You can check the aggregated metric in the Metrics tab.
Experiment for quality improvement
If you find that your plugins and planners aren't performing as well as they should, you can take steps to make them better. The following high-level recommendations can improve the effectiveness of your plugins and planners.
- Use a more advanced model like GPT-4 instead of GPT-3.5-turbo.
- Improve your plugin descriptions so they’re easier for the planner to use.
- Inject more help to the planner when you send the user request.
A combination of these three actions can turn a failing planner into a winning one. By the end of the enhancement and evaluation process, you should have a planner that can correctly answer all of the benchmark data.

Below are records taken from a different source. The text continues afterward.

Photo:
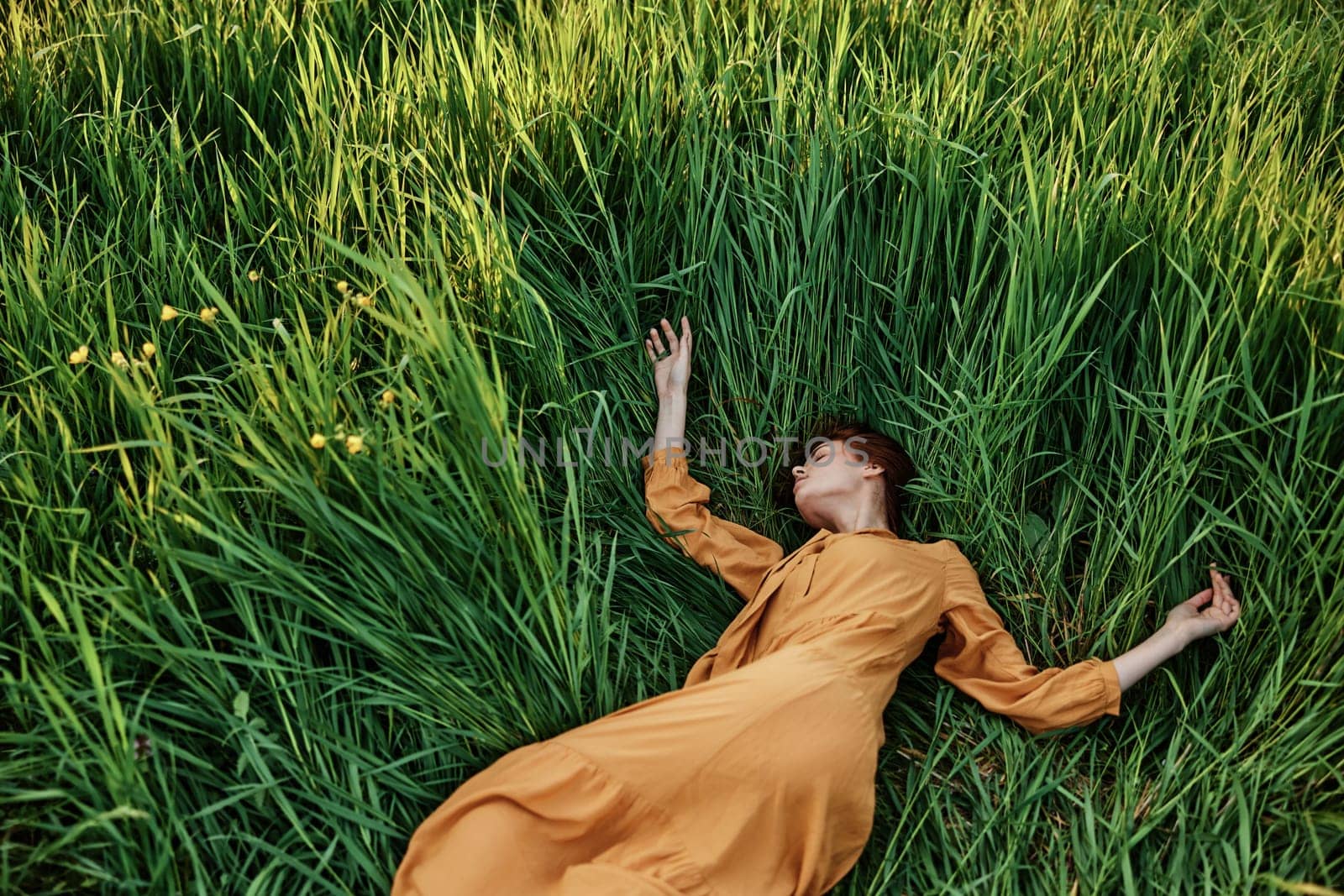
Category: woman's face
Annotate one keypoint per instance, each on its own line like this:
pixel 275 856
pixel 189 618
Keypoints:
pixel 830 479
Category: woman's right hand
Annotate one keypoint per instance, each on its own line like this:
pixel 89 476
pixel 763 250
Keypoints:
pixel 1193 620
pixel 671 363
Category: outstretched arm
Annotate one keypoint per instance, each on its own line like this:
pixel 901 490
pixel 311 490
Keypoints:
pixel 1184 624
pixel 981 658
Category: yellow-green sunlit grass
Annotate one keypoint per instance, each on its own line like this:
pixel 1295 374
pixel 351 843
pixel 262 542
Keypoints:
pixel 281 282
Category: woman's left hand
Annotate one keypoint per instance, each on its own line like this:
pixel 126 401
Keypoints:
pixel 1194 624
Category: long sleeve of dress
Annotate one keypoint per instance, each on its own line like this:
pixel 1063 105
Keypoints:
pixel 675 503
pixel 979 656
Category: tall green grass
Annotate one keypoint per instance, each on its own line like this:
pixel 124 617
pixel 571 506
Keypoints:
pixel 1084 259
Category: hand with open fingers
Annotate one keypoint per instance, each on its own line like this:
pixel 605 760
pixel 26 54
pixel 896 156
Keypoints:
pixel 1194 620
pixel 671 363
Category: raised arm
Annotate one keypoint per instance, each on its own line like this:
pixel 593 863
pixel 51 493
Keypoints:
pixel 675 501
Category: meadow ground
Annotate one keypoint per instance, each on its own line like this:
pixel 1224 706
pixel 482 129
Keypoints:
pixel 1082 258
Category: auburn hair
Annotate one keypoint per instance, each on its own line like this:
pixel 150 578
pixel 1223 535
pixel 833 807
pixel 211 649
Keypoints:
pixel 858 436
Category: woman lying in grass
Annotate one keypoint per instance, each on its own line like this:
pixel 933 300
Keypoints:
pixel 757 777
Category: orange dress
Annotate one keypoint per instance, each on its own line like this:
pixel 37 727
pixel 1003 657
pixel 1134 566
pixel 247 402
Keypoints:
pixel 757 777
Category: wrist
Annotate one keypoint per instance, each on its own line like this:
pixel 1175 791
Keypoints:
pixel 1178 638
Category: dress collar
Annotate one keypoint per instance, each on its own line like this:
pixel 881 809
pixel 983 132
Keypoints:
pixel 827 533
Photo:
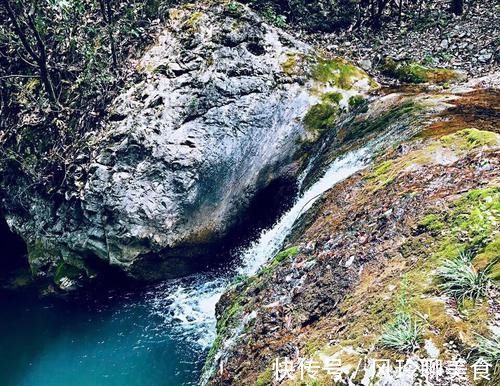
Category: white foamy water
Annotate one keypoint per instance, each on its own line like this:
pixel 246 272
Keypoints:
pixel 188 305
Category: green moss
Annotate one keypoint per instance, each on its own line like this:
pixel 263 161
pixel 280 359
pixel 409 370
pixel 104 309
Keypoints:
pixel 234 8
pixel 416 73
pixel 283 255
pixel 468 139
pixel 331 97
pixel 191 24
pixel 356 101
pixel 321 117
pixel 382 175
pixel 490 259
pixel 400 115
pixel 291 65
pixel 67 270
pixel 337 72
pixel 265 378
pixel 431 222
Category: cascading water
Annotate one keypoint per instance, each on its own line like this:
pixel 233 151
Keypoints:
pixel 188 305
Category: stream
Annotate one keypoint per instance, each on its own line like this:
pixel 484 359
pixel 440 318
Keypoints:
pixel 157 335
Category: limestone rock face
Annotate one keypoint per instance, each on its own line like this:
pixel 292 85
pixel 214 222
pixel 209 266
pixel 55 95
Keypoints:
pixel 214 119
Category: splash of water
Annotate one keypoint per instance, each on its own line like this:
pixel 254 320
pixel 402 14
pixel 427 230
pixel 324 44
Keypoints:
pixel 188 305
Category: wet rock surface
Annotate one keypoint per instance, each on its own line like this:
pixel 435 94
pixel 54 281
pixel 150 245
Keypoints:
pixel 210 118
pixel 338 293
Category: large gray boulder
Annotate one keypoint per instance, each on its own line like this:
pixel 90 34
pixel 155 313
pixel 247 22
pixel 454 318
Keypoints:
pixel 216 118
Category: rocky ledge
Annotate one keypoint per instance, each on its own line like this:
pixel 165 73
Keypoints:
pixel 378 269
pixel 221 108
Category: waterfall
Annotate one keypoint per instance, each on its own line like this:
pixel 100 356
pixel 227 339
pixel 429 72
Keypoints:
pixel 188 305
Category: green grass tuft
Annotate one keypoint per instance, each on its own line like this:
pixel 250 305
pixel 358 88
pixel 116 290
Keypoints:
pixel 404 334
pixel 461 280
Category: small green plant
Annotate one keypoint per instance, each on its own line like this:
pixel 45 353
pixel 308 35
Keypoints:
pixel 356 101
pixel 488 348
pixel 234 8
pixel 270 14
pixel 460 280
pixel 404 334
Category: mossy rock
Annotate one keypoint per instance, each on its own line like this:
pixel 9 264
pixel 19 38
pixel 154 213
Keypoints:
pixel 285 254
pixel 431 222
pixel 356 101
pixel 471 138
pixel 338 73
pixel 321 117
pixel 65 270
pixel 413 72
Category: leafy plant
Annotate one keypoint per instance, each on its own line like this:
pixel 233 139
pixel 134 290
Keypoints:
pixel 461 280
pixel 405 332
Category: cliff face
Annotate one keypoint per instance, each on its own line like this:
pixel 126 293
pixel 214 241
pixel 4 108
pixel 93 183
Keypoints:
pixel 375 270
pixel 219 113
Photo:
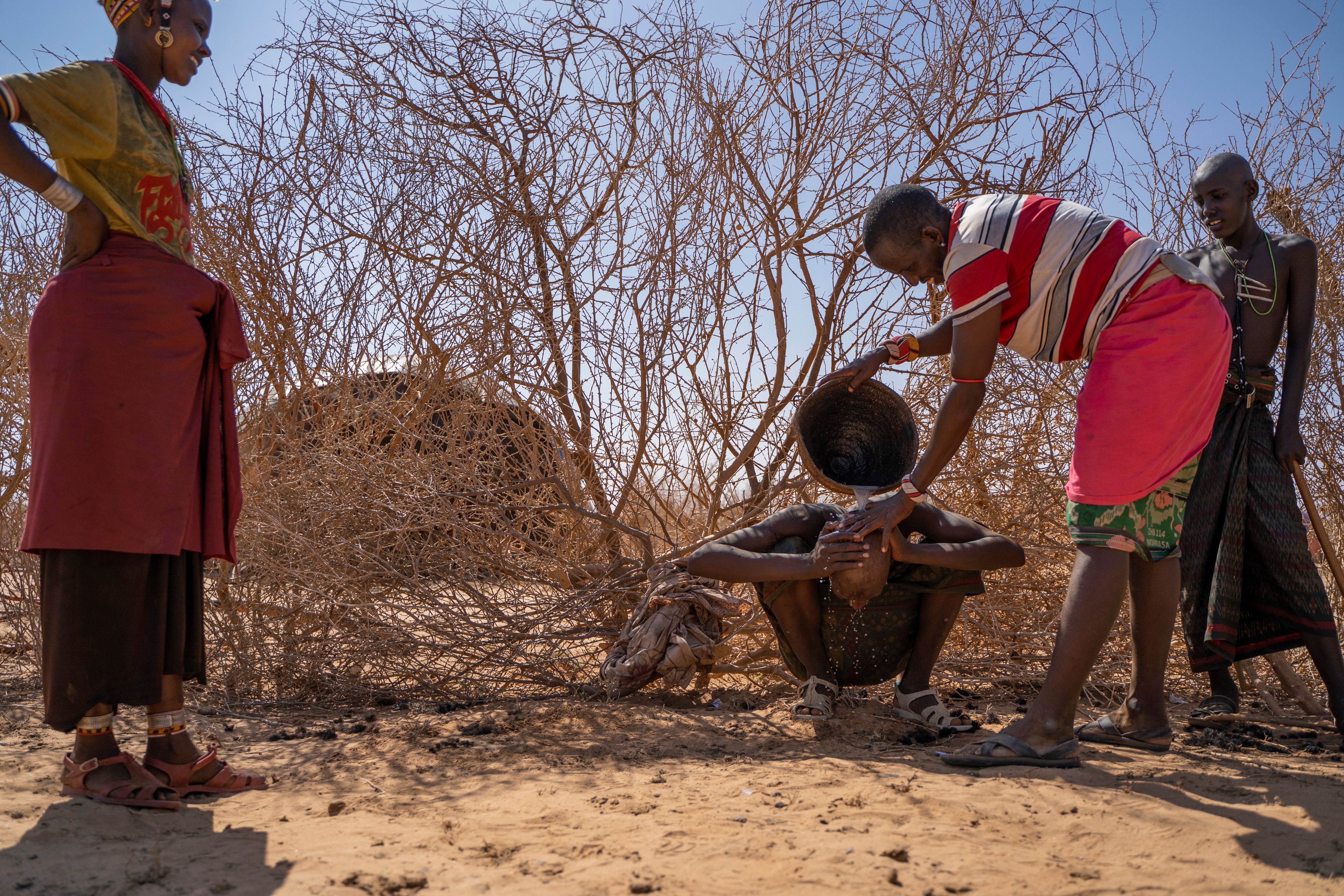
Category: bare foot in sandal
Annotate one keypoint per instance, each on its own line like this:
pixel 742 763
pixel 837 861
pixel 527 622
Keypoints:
pixel 97 769
pixel 175 761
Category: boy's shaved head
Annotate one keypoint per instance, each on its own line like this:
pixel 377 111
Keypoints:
pixel 1225 164
pixel 1225 191
pixel 900 214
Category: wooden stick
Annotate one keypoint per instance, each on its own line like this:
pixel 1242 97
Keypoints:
pixel 1295 686
pixel 1331 558
pixel 1271 700
pixel 1284 722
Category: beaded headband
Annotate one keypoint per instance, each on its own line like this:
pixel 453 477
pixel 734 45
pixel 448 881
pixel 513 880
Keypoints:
pixel 119 10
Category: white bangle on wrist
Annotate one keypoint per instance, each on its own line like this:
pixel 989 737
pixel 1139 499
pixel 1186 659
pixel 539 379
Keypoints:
pixel 912 491
pixel 64 195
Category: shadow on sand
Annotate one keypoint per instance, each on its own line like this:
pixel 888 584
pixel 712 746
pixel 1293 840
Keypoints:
pixel 81 847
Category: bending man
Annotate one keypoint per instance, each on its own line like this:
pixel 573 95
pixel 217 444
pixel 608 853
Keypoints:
pixel 902 627
pixel 1056 283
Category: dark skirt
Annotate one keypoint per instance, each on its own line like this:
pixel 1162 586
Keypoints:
pixel 1249 585
pixel 114 625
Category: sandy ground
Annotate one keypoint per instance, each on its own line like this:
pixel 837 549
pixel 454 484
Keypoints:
pixel 670 796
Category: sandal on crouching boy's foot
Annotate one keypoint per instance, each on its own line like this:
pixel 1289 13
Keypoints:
pixel 226 781
pixel 815 704
pixel 1104 731
pixel 1216 706
pixel 982 756
pixel 936 717
pixel 139 789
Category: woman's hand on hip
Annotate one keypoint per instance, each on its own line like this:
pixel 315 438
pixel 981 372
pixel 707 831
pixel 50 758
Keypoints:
pixel 87 232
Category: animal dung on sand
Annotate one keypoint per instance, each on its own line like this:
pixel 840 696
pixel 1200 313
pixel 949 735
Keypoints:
pixel 861 441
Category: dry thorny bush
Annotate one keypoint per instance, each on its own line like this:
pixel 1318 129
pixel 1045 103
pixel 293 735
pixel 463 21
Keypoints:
pixel 533 293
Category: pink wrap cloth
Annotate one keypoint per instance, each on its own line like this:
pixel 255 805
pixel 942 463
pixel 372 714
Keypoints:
pixel 135 444
pixel 1148 401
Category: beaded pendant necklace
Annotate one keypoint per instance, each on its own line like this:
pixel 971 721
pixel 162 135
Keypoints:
pixel 1247 289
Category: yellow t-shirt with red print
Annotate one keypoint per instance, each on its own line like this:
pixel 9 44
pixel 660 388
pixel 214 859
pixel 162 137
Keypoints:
pixel 107 140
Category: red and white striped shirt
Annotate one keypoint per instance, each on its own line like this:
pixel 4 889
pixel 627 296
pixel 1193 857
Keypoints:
pixel 1061 271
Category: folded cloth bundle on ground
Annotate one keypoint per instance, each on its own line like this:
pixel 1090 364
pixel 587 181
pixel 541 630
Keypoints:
pixel 674 629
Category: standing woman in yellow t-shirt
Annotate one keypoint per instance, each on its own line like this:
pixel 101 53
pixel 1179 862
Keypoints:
pixel 135 476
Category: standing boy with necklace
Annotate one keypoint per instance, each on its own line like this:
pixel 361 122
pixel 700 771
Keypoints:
pixel 1249 585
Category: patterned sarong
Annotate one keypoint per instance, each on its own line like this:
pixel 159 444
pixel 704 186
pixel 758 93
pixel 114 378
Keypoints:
pixel 1249 585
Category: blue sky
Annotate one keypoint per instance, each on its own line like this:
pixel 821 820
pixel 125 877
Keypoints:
pixel 1209 54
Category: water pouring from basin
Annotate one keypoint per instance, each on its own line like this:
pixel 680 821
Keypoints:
pixel 865 440
pixel 862 443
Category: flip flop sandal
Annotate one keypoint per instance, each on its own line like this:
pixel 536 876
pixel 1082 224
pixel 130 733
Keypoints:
pixel 1111 734
pixel 138 792
pixel 1216 706
pixel 1027 756
pixel 937 715
pixel 226 781
pixel 812 698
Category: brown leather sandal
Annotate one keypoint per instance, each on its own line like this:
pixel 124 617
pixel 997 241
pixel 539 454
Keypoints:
pixel 226 781
pixel 138 792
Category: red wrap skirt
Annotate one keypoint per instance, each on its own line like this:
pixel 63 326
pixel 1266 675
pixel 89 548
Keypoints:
pixel 135 471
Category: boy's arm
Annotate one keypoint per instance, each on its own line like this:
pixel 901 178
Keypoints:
pixel 743 557
pixel 955 542
pixel 1302 320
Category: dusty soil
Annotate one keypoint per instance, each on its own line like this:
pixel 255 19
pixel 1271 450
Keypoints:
pixel 667 795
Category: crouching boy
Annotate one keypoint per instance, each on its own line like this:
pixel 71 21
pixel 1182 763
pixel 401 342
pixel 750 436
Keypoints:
pixel 902 624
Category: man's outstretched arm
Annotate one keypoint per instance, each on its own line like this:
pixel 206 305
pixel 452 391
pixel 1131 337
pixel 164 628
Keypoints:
pixel 974 346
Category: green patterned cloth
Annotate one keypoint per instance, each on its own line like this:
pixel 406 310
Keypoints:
pixel 1150 526
pixel 872 645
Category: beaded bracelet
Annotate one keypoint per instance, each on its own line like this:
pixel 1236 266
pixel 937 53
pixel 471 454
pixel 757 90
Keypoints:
pixel 902 349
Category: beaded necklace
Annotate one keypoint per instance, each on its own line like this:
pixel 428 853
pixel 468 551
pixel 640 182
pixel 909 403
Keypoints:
pixel 1247 297
pixel 1247 284
pixel 183 181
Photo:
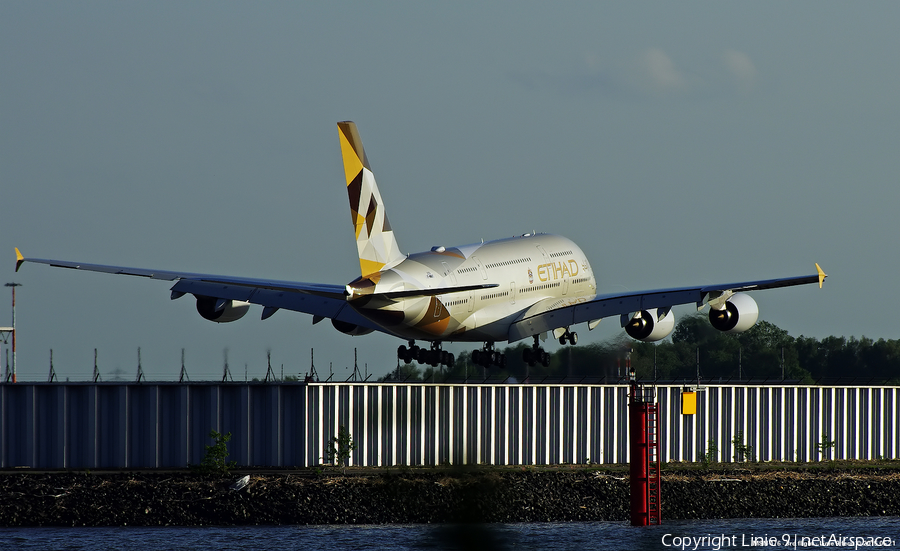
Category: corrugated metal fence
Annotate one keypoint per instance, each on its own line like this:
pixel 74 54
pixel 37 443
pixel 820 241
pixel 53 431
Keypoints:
pixel 112 425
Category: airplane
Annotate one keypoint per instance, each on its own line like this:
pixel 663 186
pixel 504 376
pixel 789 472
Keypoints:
pixel 505 290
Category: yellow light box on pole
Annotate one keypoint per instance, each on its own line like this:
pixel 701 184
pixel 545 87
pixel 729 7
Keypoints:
pixel 688 402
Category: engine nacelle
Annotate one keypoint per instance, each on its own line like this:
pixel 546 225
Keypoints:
pixel 739 314
pixel 647 326
pixel 350 328
pixel 221 310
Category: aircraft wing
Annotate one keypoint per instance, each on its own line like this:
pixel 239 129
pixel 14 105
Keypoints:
pixel 317 299
pixel 562 312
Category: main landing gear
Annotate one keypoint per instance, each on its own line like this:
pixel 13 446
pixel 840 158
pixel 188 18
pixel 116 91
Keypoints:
pixel 570 337
pixel 433 357
pixel 488 357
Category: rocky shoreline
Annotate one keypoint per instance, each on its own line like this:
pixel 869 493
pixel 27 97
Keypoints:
pixel 414 496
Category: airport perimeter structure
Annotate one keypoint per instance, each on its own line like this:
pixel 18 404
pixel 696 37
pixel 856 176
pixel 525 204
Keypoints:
pixel 167 425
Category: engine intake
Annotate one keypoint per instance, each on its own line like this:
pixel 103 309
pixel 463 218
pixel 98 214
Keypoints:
pixel 651 325
pixel 221 310
pixel 739 314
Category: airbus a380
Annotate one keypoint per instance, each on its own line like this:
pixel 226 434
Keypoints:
pixel 504 290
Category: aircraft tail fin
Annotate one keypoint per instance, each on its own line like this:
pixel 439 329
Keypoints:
pixel 375 239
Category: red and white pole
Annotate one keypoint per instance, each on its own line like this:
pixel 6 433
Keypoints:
pixel 14 285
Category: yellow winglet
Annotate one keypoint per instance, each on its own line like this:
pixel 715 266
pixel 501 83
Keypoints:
pixel 822 275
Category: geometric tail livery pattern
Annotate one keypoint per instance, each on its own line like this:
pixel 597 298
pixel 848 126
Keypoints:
pixel 375 239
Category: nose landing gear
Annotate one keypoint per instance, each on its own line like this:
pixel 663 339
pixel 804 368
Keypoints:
pixel 488 357
pixel 433 357
pixel 536 354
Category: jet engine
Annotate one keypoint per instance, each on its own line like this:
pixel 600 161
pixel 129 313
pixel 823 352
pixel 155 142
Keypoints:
pixel 651 325
pixel 350 328
pixel 221 310
pixel 738 314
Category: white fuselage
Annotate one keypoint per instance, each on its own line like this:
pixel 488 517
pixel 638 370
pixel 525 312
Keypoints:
pixel 531 273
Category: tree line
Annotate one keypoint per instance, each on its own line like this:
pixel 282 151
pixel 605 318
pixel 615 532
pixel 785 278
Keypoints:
pixel 763 353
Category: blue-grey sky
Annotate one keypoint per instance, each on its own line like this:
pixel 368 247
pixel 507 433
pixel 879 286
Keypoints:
pixel 676 143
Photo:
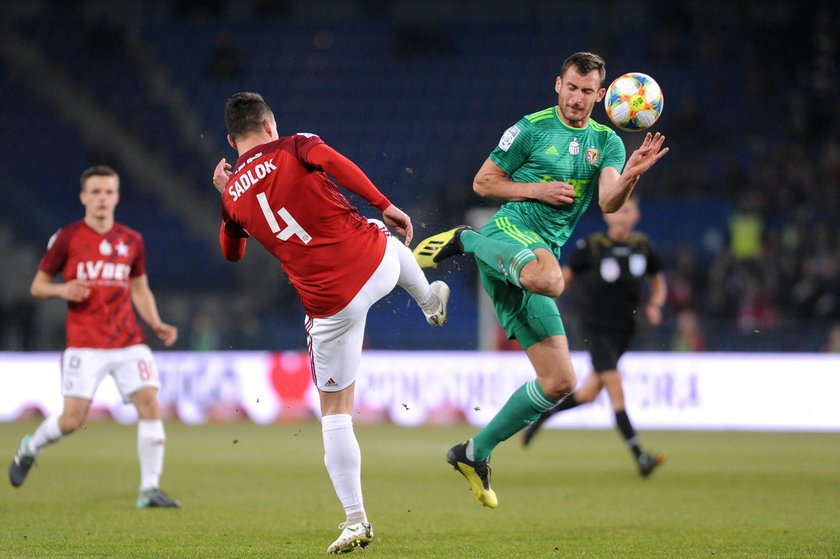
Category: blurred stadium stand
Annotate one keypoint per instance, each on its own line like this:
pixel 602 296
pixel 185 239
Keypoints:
pixel 418 93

Throughout the process of enhancing your plugins and planners in prompt flow, you can use the runs to monitor your experimental progress. Each iteration allows you to submit a batch run with an evaluation run at the same time.
This capability enables you to conveniently compare the results of various runs, helping you identify which modifications are beneficial. To compare, select the runs you want to analyze, then select Visualize outputs.
The Visualize outputs screen shows a detailed table with a line-by-line comparison of the results from selected runs.